My mind is an old, oaken, roll-top-desk.
A real antique.
Not some clap-board reproduction.
With pigeon holes, little sliding drawers
and a long, narrow, junk-drawer,
the catch-all for everything else that fits,
and a locked safe
and a file box
and a long slate slab
to take on all the scratches and dents
and a monthly calendar reminding me
of right choices and missed chances.
One little drawer I visit in my dreams
is labeled “EROS”.
(You call it what you will.)
When I fall off to sleep,
that drawer slides open
of its own volition
and, like smoke or Hogwarts wraiths,
they come out in a piece of a sentence,
or a word:
“How can I please you, dear?”
“Well!
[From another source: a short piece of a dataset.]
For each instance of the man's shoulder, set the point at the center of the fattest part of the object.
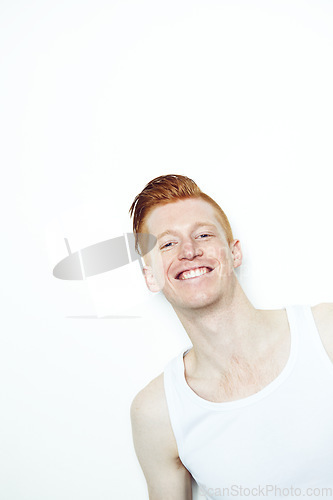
(150, 402)
(150, 417)
(323, 316)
We’ve never done THAT before!”
“Oh! ”
“Again?…”
Or names,
so many names from so far back
to a time when I didn’t know
there was a drawer for them.
Sheryl,
a sixth grade girl
with a thirty-year-olds ideas,
who rode on the cross bar of my bike
like she was home
while my eighth grade legs peddled her
wherever she wanted to go.
Or Margret Ann
who clung to my back
as we flew down a packed-snow-hill
until the crowd went home
and we were the only ones left
and still we sled on and on
into the winter twilight,
then trudging home,
carrying the sled together,
hands touching,
we defied her mothers curfew.
And Madalyn, Lee, Cynthia, Louise, Betsy and…..
and,
for 27 years and counting,
Nancy,
woven into all my lives,
who smiles through all my jabbering-on about my memories,
who accepts all the inclinations, limitations and realities
of my 72 year old self,
who gently opens all the drawers in my desk
with the key I handed her
when I gave her a birthday gift in a little box
and said,
“Think of it as an engagement ring, … if you’d like to.”
And she said, “OK. Yes.”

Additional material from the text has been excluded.